You may not have heard of “BLT”, but they are one of the largest companies in the space. Founded only a dozen years ago, the company now has almost 1500 staff, of which almost 30% are dedicated to research and development. They have offices all across China, their home country, as well as additional offices in Europe and North America. Currently I count their product portfolio to have around 16 different industrial additive systems, with most being dedicated to specific industries.
The big news is their latest industrial 3D printer, the BLT-S800. This is a production machine with build volume of 800 x 800 x 600 mm, and uses the LPBF process.

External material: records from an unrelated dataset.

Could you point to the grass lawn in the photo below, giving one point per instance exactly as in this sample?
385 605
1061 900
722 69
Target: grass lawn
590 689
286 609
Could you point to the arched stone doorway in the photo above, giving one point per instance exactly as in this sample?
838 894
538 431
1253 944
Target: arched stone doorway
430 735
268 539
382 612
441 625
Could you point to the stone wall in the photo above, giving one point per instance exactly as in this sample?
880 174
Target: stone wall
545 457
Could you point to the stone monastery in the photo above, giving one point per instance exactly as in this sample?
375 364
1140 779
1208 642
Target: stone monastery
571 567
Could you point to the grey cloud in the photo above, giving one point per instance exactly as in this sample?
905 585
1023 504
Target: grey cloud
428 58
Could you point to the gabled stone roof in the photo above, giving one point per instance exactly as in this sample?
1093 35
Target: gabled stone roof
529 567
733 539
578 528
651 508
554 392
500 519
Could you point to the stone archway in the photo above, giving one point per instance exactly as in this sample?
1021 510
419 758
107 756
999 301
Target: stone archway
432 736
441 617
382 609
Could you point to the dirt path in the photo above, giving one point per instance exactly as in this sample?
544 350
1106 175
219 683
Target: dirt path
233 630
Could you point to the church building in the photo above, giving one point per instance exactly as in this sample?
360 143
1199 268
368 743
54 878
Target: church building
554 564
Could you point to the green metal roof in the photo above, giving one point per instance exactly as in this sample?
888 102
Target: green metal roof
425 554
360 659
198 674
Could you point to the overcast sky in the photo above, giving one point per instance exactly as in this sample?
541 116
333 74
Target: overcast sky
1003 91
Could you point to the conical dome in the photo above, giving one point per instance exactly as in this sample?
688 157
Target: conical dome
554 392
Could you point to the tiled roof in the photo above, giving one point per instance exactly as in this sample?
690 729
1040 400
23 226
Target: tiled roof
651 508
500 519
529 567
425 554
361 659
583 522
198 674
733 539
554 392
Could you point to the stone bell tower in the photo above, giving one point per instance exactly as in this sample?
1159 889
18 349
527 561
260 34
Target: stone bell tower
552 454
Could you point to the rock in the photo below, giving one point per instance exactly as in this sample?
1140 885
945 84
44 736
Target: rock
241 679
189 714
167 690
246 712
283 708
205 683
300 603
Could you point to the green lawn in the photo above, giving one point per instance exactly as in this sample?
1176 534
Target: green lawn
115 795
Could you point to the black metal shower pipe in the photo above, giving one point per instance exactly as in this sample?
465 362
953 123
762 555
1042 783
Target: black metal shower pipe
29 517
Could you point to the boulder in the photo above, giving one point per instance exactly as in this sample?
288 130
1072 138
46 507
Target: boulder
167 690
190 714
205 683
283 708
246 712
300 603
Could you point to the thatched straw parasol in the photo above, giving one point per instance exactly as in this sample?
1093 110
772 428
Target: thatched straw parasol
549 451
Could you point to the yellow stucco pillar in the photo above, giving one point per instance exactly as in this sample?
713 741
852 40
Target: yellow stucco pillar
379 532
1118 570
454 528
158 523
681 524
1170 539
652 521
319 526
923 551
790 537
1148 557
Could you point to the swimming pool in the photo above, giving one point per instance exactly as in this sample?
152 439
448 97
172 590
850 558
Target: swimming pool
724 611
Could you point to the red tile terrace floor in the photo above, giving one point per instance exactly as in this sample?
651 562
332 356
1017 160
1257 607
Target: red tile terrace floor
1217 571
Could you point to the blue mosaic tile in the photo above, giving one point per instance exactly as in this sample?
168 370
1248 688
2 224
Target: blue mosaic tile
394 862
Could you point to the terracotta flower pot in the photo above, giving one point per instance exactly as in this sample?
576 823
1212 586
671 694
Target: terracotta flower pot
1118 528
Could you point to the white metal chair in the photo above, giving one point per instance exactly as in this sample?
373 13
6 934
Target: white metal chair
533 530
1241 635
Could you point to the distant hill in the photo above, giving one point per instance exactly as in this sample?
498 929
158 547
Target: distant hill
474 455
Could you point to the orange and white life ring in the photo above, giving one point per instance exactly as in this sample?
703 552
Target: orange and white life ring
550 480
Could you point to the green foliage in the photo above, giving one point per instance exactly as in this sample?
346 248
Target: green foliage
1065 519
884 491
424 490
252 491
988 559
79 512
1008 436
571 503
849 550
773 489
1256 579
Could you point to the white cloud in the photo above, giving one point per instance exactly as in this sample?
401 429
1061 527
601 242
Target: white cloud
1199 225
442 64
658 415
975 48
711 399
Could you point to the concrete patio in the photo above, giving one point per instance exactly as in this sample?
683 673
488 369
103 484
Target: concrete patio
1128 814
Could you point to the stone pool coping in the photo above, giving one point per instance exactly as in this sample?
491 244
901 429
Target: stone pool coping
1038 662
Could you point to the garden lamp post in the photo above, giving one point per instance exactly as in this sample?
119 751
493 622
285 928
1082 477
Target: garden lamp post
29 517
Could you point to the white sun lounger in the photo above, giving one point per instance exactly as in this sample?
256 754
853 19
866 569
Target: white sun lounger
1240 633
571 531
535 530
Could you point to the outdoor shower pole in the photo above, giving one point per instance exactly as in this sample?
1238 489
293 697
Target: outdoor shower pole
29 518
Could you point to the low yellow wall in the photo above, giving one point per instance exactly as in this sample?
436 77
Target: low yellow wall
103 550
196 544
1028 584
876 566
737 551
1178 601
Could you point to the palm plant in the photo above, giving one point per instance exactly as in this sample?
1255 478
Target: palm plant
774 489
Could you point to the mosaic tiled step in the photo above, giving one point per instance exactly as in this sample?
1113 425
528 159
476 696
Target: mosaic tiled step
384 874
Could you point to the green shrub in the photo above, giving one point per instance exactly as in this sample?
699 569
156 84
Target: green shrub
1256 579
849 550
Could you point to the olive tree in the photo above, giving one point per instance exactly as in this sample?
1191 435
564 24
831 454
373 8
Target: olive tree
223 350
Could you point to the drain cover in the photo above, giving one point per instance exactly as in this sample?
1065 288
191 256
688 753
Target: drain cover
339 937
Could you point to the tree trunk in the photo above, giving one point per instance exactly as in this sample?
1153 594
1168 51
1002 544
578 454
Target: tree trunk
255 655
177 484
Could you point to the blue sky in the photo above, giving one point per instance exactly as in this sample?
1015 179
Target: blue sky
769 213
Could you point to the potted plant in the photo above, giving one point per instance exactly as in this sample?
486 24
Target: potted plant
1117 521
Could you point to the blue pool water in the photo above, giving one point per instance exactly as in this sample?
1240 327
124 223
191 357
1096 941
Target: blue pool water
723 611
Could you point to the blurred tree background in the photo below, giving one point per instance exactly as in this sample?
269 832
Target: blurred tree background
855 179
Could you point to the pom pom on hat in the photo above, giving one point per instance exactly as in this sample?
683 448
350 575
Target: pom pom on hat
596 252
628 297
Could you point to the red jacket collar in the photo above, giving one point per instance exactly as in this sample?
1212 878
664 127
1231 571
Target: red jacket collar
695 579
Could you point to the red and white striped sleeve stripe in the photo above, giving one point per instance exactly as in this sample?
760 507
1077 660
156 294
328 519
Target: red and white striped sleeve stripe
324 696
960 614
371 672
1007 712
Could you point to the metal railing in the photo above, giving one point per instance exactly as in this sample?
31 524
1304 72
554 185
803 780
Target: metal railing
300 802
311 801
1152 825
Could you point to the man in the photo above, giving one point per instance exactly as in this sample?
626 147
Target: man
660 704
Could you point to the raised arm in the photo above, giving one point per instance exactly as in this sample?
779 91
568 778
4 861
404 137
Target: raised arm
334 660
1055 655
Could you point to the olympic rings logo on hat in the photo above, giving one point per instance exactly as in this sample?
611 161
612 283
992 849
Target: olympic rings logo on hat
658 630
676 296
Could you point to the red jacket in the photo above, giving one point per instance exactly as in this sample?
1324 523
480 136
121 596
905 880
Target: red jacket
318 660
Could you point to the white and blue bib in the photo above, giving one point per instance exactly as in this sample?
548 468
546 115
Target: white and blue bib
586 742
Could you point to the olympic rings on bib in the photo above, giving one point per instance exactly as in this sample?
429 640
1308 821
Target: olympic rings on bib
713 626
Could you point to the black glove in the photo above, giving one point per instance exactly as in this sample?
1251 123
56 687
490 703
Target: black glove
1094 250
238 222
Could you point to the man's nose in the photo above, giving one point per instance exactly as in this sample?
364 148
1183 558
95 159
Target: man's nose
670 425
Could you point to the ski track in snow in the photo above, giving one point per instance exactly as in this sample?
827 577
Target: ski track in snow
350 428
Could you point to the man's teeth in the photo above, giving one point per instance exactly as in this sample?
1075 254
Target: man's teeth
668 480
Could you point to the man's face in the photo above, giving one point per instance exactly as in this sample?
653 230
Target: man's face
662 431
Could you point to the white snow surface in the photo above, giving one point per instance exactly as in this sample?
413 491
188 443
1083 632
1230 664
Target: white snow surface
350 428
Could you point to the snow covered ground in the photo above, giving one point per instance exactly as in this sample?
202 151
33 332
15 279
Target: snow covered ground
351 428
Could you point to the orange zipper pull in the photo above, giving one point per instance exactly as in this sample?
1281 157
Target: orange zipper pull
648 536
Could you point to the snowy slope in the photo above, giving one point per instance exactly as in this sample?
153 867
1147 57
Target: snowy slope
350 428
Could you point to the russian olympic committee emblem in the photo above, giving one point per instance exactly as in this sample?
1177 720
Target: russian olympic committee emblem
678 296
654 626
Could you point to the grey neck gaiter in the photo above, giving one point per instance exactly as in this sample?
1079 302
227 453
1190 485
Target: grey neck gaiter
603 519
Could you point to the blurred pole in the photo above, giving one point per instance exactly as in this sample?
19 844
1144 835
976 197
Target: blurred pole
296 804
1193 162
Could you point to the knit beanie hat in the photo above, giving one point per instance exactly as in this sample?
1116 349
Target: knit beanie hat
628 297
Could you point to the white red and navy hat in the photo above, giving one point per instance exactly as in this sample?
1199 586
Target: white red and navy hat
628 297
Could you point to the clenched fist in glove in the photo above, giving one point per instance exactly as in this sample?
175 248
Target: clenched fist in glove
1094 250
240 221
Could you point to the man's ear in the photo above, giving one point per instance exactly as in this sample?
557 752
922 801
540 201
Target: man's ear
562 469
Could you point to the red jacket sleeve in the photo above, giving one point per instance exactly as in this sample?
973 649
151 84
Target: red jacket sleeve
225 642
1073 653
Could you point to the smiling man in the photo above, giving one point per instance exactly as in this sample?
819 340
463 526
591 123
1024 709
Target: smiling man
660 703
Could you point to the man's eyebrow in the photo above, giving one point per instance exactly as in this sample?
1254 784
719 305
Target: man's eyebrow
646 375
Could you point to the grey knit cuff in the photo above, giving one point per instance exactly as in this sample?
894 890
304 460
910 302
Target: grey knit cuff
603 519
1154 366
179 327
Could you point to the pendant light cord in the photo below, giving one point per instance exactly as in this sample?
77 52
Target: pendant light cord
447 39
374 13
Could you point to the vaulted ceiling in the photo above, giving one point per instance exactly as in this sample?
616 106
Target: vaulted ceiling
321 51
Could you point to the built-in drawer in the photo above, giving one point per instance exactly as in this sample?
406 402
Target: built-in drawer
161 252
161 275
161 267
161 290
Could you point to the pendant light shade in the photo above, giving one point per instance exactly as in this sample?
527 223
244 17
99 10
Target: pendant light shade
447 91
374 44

But the difference here is that the BLT-S800 uses put to 20 lasers simultaneously inside the build chamber.
Why so many lasers? It’s all about speed.
LPBF 3D printers must tediously trace each and every voxel of the part, and that can take considerable time. Some 3D printer manufacturers attempt to get around the speed problem by simply adding more lasers. For example, a machine with two lasers can print objects almost twice as fast as with a single laser. The speed up isn’t quite linear as there are some complications when operating simultaneously, but nevertheless there can be substantial decreases in build time.
Manufacturers have been doing this for a while. First two laser, then four. Recently SLM Solutions announced a massive device with an incredible twelve lasers. However, no one is now even close to BLT’s 20 lasers.
Those multiple lasers will enable speedy printing on the BLT-S800, but that’s not all that speeds up operations.
The device also has a unique powder recoating system that dynamically adjusts to part geometry and speeds up recoating by around 30%. That’s a substantial gain in speed.
While the BLT-S800 has increased speed due to the additional lasers and other features, one might wonder why other manufacturers don’t add many additional lasers to their equipment.
The answer is that it’s hard to do so. Each laser produces an amount of smoke and spatter, which can interfere with the operation of other lasers: the beam strength is decreased if it has to travel through thick smoke.
That’s precisely what should be avoided because it would result in parts with inconsistent strength. That’s unacceptable for production parts.
Here it seems that BLT has devised a unique smoke dispersion system with a sophisticated air flow optimization system. This allows the lasers to work simultaneously to a greater degree than would otherwise be possible.
The increased speed is vitally important for production operations: if a machine prints twice as fast, it’s like having two machines. The 20-laser BLT-S800 will certainly provide a far more efficient footprint in factories making use of this unusual device.